A research survey of 1000 young people around Australia conducted by health, relationships and behavioural change campaign The Line also showed that 22 per cent of participants believed it's a female's responsibility to make it very clear when sex isn't wanted.
As thousands of students head back to universities around the country for the 2017 academic year, The Line Digital Youth Committee member Callum Jones said it's time to inform them that pressuring someone into sexual activities without consent is never OK.
"It's far from a crime to engage in sexual activity, but gaining consent must be mutual and continuous if we are to bring down the high rates of reported sexual assaults at universities across Australia," he said.
"From rapes in dorm rooms and bushes to being molested in corridors, female students have reported many horrifying incidents of sexual assault.
"This is why The Line is engaging with University students during [Orientation Week] to encourage people to understand what makes a relationship healthy and respectful, even if the relationship only lasts a night."
Campaign manager Nicola Weston also said this year's survey has shown a notable change from when The Line first started its research, in terms of attitudes when it comes to young people and relationships.
"Over the past thirteen months, there has been a measurable decrease, from 42 per cent to 29 per cent, in the number of young people who think that most females could leave a violent relationship if they wanted to," she said.
"Unfortunately, some victim blaming attitudes still exist with 1 in 5 young people believing that if a female is drunk or affected by drugs, she is at least partly responsible for unwanted sex, and 28 per cent believing it is hard to be respectful of a female who wears revealing clothing."
According to Weston, the change in attitude needs to come from perpetrators, rather than the responsibility being placed onto young victims of sexual assault.

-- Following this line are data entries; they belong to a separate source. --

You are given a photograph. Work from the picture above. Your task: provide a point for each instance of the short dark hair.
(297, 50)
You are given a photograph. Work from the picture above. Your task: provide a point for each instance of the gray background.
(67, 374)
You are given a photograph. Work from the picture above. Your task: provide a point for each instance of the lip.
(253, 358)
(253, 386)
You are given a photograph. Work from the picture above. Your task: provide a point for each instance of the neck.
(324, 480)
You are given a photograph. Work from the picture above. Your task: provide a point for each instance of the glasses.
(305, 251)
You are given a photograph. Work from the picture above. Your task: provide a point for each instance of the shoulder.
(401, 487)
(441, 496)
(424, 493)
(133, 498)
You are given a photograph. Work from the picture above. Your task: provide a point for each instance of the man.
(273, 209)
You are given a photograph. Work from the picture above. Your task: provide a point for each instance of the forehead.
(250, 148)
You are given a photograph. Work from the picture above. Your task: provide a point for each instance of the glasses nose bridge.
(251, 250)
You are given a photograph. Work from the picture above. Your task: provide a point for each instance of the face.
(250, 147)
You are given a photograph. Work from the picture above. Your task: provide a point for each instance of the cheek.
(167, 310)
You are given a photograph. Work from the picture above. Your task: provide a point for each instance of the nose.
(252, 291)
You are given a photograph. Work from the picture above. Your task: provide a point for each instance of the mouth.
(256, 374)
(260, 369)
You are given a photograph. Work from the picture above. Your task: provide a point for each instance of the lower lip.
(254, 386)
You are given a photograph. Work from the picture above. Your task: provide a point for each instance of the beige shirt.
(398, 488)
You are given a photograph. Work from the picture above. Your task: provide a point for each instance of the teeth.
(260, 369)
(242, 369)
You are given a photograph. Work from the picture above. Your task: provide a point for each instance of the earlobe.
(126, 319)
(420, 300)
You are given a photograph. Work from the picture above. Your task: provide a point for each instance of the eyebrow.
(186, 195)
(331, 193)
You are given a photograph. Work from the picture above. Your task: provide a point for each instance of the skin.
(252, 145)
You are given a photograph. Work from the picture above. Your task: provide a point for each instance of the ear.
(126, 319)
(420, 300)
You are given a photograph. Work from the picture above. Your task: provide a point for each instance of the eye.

"For too long, it's been the responsibility of victims to keep themselves safe. It's not the responsibility of the people being hurt to alter their behaviour, that's not where change needs to happen. It's the responsibility of people who think it's OK to be violent or controlling to change their behaviour," she said.
"The onus must always be on a perpetrator of assault, sexual or otherwise. It's about saying, when it comes to relationships, learn where the line is as the only one responsible for your behaviour if you cross it is you."